New address for Roger Vivier in Paris. The luxury shoemaker, owned by Diego Della Valle’s Italian Tod’s Group, is setting up its new headquarters at 98 rue de l’Université, in a prestigious Left Bank townhouse in Saint-Germain-des-Prés, bringing all its teams together under one roof. The 1,400-square-meter space will be inaugurated on October 2, during Women’s Fashion Week.

The shoemaker moves into a private mansion in Paris’s 7th arrondissement. – Roger Vivier

“This opening represents a decisive step in the evolution of Roger Vivier and reaffirms its identity, as well as its long-term commitment to the city in which it was born: a Parisian luxury house with global cultural resonance, linking past and future through savoir-faire, architecture, and fashion innovation,” the house stated in a press release.

This major investment — the amount of which was not disclosed — will enable the brand to bring together, at the same address, the studio of creative director Gherardo Felloni (in post since 2018), the house’s support functions (administration, sales, communications, etc.), salons “embodying the eclectic spirit of Monsieur Vivier” to present collections and receive customers, and, above all, the archives of the house founded in 1937, “bringing together creations and historical documents dating back to the 1950s.”

The iconic luxury footwear brand — which featured actress Catherine Deneuve in Luis Buñuel’s film “Belle de Jour” — was acquired in 2001 by the Della Valle family, and later became part of the Tod’s Group in 2015 through a company buyout.

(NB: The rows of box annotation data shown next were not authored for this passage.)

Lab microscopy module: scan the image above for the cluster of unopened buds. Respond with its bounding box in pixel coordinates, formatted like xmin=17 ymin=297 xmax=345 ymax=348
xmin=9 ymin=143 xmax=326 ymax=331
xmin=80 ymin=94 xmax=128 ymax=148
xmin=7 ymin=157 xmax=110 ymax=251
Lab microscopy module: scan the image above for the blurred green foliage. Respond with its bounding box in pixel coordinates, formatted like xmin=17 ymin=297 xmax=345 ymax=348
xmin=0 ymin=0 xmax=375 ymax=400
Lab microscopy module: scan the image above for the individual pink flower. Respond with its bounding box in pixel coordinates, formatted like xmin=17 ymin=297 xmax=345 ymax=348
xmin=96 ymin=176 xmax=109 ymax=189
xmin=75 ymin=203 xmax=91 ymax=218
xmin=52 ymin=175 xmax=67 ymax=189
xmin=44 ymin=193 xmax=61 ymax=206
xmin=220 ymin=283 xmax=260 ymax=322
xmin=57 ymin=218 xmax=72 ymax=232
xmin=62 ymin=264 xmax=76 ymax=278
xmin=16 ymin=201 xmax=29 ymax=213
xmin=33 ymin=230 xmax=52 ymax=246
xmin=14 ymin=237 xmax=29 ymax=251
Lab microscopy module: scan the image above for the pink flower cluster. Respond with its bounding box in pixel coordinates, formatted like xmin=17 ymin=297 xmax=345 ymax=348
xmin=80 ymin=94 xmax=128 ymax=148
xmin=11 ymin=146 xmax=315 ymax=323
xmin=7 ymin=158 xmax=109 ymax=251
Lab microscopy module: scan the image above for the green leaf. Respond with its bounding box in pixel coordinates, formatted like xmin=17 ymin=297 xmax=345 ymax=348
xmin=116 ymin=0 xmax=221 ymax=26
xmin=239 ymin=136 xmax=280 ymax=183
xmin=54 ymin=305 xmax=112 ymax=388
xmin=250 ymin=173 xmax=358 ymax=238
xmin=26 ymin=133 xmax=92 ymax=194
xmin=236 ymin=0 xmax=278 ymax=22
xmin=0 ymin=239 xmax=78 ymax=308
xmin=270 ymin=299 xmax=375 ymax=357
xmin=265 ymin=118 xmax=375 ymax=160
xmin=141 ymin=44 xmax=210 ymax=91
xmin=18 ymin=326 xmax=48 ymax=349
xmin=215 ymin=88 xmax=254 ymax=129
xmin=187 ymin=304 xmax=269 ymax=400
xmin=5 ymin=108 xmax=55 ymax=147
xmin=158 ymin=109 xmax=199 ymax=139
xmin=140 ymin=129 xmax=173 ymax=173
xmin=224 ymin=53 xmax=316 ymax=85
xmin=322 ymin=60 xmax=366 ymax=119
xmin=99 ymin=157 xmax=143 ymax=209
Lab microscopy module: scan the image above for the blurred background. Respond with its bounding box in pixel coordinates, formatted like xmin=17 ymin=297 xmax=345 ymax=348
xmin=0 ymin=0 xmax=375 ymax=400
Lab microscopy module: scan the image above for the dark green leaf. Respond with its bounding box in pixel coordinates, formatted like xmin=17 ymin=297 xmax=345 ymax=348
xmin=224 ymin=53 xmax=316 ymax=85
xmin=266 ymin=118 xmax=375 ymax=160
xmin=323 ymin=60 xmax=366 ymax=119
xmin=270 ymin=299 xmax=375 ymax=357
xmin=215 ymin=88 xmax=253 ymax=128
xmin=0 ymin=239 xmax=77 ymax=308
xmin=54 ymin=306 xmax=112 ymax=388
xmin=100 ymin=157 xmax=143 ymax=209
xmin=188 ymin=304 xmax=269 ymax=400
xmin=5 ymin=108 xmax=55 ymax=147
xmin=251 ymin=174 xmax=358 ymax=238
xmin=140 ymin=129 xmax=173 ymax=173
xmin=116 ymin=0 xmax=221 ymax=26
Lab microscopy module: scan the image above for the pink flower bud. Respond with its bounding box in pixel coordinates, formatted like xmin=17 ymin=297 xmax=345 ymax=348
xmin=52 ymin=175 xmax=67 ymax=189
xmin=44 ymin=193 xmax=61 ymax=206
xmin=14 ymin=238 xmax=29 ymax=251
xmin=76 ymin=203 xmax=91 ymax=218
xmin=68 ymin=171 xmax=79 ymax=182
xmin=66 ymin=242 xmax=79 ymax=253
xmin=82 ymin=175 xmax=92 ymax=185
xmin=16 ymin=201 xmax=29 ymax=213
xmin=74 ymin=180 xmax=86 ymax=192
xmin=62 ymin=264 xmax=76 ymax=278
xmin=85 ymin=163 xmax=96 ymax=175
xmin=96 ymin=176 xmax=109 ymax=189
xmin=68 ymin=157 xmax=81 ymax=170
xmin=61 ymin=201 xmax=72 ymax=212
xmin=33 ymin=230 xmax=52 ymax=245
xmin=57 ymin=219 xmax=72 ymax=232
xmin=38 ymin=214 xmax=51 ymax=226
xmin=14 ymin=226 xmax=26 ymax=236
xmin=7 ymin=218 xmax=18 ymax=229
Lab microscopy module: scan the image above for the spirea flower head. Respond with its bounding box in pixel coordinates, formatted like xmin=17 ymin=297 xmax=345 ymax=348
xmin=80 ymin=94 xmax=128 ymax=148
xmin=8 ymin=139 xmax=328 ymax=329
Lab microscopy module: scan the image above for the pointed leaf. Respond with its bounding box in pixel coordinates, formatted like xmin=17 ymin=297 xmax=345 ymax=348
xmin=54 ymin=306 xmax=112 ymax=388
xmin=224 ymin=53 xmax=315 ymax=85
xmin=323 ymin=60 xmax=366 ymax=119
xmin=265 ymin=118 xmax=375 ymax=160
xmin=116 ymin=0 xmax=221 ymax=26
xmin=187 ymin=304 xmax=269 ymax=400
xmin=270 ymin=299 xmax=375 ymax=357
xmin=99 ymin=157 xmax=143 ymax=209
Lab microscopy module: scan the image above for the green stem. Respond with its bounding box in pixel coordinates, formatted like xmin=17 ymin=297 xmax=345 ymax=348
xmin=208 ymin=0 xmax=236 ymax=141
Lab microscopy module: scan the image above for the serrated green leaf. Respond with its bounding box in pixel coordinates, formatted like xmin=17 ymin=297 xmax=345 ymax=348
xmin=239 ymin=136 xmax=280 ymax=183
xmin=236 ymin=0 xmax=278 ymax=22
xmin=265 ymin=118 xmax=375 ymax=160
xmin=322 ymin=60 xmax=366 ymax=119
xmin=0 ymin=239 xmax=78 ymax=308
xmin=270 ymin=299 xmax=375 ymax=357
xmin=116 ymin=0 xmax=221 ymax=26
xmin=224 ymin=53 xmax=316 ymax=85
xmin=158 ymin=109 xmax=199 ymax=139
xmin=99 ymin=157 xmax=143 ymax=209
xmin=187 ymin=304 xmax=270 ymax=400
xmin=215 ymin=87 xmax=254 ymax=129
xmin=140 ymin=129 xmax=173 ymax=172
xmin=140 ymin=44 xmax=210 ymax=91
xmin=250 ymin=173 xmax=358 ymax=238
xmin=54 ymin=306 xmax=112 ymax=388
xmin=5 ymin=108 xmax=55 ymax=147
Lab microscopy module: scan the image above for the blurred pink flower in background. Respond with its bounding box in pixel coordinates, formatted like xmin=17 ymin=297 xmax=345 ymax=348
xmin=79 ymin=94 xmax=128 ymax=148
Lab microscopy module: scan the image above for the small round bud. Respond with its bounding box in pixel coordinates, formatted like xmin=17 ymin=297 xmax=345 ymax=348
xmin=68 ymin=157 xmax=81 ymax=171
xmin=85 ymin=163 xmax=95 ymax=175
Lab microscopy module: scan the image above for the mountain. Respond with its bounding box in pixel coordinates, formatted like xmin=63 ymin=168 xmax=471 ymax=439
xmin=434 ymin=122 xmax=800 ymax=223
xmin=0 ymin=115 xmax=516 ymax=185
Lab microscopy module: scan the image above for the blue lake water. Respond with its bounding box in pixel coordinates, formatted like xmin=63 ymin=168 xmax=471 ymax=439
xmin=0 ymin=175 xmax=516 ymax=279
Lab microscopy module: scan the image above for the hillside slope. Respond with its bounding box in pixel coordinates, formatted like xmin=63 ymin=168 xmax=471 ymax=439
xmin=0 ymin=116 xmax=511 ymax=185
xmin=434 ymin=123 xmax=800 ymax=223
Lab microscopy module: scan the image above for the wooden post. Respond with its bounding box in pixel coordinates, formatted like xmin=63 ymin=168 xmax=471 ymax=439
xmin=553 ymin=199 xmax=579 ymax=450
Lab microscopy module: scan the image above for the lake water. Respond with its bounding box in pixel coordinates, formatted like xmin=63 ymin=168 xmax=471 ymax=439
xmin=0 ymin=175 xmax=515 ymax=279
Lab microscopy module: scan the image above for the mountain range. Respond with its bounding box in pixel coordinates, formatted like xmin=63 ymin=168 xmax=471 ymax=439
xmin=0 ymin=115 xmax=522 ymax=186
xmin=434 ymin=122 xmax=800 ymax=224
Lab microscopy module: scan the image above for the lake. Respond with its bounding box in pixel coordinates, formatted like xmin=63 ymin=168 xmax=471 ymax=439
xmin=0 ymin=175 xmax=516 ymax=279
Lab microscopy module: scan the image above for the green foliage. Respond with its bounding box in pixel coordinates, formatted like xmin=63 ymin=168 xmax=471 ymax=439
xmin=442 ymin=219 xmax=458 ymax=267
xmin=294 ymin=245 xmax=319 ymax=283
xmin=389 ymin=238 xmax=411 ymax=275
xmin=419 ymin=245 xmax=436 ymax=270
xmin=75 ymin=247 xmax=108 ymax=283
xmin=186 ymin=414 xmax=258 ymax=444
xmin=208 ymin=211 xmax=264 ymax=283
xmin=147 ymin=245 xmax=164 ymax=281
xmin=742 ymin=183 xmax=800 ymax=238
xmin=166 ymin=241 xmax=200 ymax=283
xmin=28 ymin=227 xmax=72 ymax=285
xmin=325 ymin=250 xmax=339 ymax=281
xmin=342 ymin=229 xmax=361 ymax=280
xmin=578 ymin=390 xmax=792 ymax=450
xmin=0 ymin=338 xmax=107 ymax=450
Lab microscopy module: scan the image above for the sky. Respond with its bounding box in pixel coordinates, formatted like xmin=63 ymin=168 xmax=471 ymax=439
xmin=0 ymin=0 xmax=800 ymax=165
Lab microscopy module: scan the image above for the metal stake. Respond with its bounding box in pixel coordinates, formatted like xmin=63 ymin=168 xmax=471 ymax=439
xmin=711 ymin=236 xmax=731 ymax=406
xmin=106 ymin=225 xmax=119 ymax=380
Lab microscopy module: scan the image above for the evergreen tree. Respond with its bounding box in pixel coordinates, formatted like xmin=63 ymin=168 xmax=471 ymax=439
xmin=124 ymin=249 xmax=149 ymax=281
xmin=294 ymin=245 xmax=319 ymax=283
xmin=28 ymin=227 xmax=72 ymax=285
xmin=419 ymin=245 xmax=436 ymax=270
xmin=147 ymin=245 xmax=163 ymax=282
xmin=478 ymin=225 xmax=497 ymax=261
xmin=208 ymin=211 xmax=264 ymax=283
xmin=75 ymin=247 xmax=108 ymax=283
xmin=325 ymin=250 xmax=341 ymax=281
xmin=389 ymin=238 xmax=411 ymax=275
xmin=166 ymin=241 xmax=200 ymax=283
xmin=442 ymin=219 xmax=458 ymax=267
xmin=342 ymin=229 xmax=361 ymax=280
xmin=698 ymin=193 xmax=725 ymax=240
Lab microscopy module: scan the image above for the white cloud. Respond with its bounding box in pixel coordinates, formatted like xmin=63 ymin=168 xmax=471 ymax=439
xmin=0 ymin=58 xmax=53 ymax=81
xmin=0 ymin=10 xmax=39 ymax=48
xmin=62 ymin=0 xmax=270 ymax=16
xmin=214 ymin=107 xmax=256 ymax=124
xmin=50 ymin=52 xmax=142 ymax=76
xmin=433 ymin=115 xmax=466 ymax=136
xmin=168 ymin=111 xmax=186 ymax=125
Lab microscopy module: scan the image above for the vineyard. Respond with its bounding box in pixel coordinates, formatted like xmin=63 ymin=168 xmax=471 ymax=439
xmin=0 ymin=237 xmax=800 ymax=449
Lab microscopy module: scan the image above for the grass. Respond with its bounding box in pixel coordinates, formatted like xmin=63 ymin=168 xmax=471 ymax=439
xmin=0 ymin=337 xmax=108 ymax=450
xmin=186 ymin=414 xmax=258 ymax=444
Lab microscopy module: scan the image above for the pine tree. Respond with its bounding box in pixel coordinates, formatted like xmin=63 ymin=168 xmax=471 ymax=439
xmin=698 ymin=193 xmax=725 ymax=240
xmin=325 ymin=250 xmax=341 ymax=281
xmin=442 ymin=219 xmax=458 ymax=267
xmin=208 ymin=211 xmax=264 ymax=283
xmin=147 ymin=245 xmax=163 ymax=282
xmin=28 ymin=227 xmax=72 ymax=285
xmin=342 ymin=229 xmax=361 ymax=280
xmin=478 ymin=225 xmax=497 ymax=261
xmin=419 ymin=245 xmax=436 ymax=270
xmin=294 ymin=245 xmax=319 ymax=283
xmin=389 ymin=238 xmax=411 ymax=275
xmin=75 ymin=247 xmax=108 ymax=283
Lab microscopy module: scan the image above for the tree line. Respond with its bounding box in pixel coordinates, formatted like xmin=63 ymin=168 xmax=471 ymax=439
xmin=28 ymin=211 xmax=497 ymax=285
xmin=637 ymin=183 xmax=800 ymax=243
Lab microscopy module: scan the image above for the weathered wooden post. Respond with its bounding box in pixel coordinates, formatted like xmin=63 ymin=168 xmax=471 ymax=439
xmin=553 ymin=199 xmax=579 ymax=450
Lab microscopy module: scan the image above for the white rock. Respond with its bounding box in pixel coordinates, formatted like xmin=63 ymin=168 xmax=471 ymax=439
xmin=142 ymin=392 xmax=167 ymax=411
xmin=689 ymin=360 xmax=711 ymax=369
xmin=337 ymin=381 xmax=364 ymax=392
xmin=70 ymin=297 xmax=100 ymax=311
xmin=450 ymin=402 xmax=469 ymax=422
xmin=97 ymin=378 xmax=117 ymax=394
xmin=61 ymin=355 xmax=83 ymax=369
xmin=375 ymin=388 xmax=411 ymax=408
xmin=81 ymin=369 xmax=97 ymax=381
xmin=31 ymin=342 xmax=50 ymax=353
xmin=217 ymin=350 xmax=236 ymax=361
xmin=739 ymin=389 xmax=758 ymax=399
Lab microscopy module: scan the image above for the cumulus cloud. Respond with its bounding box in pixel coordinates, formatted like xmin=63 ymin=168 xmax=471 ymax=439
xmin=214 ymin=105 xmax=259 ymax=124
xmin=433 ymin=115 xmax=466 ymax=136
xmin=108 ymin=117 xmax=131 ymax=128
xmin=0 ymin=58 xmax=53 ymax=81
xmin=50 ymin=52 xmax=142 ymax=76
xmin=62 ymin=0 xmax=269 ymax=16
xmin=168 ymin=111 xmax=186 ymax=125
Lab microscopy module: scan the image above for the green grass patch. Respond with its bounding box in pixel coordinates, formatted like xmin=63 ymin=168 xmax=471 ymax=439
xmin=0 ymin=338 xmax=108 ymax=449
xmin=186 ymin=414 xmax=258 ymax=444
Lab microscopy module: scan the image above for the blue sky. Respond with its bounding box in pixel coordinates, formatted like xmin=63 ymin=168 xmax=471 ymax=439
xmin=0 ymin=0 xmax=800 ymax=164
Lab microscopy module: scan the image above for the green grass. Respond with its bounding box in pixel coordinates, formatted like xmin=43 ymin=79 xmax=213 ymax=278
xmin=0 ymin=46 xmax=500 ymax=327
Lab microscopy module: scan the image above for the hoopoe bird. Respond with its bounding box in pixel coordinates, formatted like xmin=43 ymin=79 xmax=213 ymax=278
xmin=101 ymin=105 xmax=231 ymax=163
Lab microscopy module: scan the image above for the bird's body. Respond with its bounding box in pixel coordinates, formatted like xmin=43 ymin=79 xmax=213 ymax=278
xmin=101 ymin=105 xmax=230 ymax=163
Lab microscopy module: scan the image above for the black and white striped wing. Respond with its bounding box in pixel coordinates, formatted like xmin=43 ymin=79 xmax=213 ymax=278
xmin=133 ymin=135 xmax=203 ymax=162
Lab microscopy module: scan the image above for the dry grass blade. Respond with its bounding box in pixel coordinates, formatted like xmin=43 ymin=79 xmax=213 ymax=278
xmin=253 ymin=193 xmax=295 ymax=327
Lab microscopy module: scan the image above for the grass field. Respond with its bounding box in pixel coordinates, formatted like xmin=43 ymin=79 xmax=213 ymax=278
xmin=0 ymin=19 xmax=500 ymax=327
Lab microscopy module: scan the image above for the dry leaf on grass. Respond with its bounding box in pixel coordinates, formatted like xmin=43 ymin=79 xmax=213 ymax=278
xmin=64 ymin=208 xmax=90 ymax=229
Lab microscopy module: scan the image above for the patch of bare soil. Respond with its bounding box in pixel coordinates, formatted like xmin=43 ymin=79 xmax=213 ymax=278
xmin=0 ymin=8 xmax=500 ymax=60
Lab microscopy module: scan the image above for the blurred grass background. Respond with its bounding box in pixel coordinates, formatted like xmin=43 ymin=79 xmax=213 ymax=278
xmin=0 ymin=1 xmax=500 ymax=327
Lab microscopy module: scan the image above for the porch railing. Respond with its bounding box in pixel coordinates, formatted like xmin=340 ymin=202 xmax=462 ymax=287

Roger Vivier, which boasts 90 boutiques worldwide and a strong presence in multi-brand retail, has long contributed to the success of the Italian group. In the most recent results for fiscal year 2023, published before Tod’s exited the stock market, the brand reported sales of €286.7 million — up more than 16% from 2022 — accounting for more than a quarter of the group’s total revenues.